Mixing politics, nationality and medicine makes doctors and the transplant network uncomfortable. Organ donation is an act of altruism, and the transplant community is loath to make anyone, citizen or noncitizen, reluctant to donate their organs after death.
"From a humanitarian perspective, it would be difficult for a physician in the U.S. to turn those people away who are in need," said Kenneth R. McCurry, director of lung and heart-lung transplants at the University of Pittsburgh Medical Center. "We shouldn't take this isolationist approach from a health care perspective that we can't allow non-U.S.-citizens to participate."

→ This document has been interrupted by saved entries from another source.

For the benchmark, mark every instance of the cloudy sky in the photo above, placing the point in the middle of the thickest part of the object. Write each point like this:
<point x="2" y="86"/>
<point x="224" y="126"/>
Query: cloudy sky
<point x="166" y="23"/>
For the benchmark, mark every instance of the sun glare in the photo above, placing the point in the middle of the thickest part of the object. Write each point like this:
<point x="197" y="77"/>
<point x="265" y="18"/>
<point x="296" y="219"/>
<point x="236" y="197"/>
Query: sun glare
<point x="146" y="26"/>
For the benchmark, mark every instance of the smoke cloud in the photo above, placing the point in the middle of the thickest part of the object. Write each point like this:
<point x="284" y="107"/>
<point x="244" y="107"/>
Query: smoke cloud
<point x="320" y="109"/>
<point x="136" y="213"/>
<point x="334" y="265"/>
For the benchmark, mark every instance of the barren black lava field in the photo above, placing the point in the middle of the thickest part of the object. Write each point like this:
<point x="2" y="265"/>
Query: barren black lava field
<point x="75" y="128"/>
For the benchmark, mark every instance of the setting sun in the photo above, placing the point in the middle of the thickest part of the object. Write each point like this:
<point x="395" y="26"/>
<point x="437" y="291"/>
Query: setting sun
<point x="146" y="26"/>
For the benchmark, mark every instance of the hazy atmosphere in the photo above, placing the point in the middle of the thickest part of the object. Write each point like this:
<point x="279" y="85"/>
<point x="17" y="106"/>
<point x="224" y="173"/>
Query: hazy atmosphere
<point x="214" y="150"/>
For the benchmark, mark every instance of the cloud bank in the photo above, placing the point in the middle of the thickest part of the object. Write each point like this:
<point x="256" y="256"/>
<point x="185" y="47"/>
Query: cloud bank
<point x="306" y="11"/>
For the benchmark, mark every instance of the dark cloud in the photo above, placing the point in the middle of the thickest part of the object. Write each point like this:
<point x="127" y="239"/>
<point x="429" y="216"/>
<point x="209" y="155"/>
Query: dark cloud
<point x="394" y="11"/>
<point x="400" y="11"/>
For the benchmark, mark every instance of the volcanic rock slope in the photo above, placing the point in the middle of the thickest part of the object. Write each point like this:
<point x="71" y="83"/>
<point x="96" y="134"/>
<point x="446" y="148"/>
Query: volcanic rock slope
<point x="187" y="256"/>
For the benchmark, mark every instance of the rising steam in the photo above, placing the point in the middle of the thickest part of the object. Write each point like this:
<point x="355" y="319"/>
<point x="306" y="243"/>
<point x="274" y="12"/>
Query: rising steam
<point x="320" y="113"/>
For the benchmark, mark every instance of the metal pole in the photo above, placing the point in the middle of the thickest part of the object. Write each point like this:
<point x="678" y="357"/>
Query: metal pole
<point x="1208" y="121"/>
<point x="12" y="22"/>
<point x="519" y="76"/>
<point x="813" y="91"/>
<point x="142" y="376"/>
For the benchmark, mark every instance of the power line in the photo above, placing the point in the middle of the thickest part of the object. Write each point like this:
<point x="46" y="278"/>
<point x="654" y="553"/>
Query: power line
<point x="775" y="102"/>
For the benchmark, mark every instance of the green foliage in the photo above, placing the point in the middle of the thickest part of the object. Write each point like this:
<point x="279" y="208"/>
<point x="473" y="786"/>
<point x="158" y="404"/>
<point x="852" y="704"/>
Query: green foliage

UNOS imposes a limit on how many organs from its system can be transplanted into foreigners who enter the country specifically to get medical care and into illegal immigrants, such as Santillan. In a year, no center may transplant more than 5 percent of organs into such patients. There are no limits on organ donations by noncitizens.
Although the recent case has highlighted the ethical dilemma posed to doctors when a desperately ill teenager arrives at a hospital's doorstep -- pitting the responsibility of doctors to care for the sick against rules limiting transplants to illegal immigrants -- cases such as Santillan's are the exception, not the rule.
Most foreign patients who receive U.S. transplants are referred by doctors in their home countries, McCurry said. A hospital then determines whether it can admit the patient without going beyond the 5 percent limit. If not, the hospital suggests the patient look elsewhere.
Officials at UNOS say there have been no serious violations of the rule. An internal committee composed of transplant surgeons, federal administrators and transplant activists examines any hospital that exceeds 5 percent to make sure it is not bringing in more than the allowed proportion of patients from other countries in order, for example, to make money from wealthy foreign patients.
Hospitals are viewed more leniently if they do a small number of transplants -- a center that does only 10 transplants of a particular organ would violate the rule if it offered even one transplant to someone like Santillan, because that would be 10 percent of its total, said Jorge Reyes, a member of the committee and the director of transplants at the Children's Hospital of Pittsburgh.
Ultimately, Reyes and others said, the way to make organs available for the many Americans on waiting lists is to increase organ donation in the United States and to help create expertise in other countries that would allow patients like Santillan to be treated in Mexico, rather than in North Carolina.
Programs to train surgeons and to establish networks that collect and distribute organs are now widespread in Europe, greatly diminishing the number of European patients who come to the United States, Reyes said.
The majority of foreign patients who enter the United States for transplants are now from Central and Latin America.